“Every acre of this camp is sacred ground. Here young people by the hundreds come to meet Christ and accept him as Savior and Lord of their lives. Through many generations, we trust that these beautiful and substantial buildings and these lovely grounds on the shore of this gorgeous lake will be saying to all who pass that Florida Methodists believe that the gospel of Christ is exactly suited to mingle with the warm rush of youth’s blood and to keep time with youth’s bounding heart.”– Dr. Ira Barnett
Our story begins in the 1940s with a team of circuit riders and a crazy dream.
In the years following WWII, American churches across the nation launched into a massive undertaking to develop programs for young people. Among Florida Methodists, that movement happened in the form of “Youth Caravans” and “Comradeship Teams,” young adults who traveled the state all summer to put on programs for children and youth. These “Adventure Camps,” “Life Institutes,” and “Youth Assemblies” were so successful that in 1944, the Methodist Conference in Florida formed a committee to look for a suitable property to build a permanent campus for youth ministry. In 1946, they acquired 47 acres from the city of Leesburg and the Central Florida Boy Scout Council, and fundraising began to build a camp on the shores of Lake Griffin. At the time, Leesburg was a bigger city than Orlando and the meeting point of two major state highways that connected the north and south of the state. That same year, Warren W. Willis was appointed Director of Youth Work. Warren went to work leading the traveling summer team and raising funds to build on the Leesburg property.

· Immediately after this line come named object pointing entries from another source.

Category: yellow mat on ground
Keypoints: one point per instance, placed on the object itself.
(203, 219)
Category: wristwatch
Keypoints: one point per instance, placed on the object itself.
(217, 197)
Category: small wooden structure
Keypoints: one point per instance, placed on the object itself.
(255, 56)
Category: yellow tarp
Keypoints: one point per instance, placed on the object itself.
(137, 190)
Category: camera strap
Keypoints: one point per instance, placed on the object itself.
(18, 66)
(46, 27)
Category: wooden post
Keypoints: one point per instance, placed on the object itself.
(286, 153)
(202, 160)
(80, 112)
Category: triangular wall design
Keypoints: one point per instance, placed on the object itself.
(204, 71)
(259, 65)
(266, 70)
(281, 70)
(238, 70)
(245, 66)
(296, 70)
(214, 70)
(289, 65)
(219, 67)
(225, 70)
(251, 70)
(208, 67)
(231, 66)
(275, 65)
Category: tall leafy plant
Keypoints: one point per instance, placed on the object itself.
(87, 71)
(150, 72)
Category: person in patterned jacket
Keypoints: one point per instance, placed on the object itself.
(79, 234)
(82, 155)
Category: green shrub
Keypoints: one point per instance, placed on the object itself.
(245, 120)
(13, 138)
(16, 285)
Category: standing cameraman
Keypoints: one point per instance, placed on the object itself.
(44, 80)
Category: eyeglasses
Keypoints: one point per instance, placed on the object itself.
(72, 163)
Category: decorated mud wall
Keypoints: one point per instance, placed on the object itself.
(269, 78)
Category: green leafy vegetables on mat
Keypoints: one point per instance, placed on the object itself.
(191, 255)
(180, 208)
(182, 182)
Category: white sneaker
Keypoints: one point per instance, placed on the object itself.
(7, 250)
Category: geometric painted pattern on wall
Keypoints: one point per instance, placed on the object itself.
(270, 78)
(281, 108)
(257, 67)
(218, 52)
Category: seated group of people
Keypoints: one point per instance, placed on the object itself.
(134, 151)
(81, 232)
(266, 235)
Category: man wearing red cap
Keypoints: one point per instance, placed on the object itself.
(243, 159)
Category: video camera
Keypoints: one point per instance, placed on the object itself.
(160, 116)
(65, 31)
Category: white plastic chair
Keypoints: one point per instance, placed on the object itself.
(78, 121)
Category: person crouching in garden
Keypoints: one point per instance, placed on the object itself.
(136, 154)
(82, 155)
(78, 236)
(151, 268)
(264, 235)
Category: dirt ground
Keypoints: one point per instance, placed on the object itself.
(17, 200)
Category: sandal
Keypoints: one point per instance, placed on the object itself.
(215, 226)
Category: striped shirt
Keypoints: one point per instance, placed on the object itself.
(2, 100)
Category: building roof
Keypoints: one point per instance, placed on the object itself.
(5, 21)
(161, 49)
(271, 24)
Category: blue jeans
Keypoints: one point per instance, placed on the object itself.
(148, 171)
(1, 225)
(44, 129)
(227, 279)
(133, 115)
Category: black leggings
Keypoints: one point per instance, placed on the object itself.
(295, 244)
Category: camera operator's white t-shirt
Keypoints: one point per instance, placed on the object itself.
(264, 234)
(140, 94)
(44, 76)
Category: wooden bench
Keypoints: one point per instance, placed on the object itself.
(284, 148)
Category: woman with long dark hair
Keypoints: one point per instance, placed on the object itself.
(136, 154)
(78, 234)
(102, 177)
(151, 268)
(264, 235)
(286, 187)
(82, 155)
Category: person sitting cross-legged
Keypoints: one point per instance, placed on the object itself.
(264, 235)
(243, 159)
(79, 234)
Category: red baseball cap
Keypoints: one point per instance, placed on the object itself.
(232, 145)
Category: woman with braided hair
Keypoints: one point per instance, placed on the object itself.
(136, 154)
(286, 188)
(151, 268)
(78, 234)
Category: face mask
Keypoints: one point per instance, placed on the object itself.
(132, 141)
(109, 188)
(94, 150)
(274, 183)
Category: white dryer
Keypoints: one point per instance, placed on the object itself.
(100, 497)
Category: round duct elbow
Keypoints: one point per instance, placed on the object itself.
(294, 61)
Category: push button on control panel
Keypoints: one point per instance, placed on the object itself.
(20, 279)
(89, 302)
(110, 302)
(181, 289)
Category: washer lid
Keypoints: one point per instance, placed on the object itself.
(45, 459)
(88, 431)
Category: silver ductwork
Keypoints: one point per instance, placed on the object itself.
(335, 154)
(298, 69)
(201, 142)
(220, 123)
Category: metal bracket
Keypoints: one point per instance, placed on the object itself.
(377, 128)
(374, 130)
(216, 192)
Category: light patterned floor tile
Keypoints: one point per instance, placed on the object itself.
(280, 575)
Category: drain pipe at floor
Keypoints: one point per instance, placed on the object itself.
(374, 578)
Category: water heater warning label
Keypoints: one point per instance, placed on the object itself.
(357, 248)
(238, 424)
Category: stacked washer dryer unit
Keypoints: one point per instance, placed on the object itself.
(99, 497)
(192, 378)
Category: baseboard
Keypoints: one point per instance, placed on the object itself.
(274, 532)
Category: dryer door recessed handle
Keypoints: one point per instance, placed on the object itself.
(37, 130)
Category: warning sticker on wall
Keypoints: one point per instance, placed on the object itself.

The dream for a camp took off. Donations came in from churches, and young people gave their own money at regional youth rallies. Additional land was donated and purchased, and acres were cleared. Lake County built a road from the highway out to the property, the first buildings went up in 1948, and the first summer programs were held at Florida Methodist Youth Camp in 1949. Residential camp programming took off in Florida, and additional properties were developed over the next few decades on the northern and southern ends of the state and on the west coast.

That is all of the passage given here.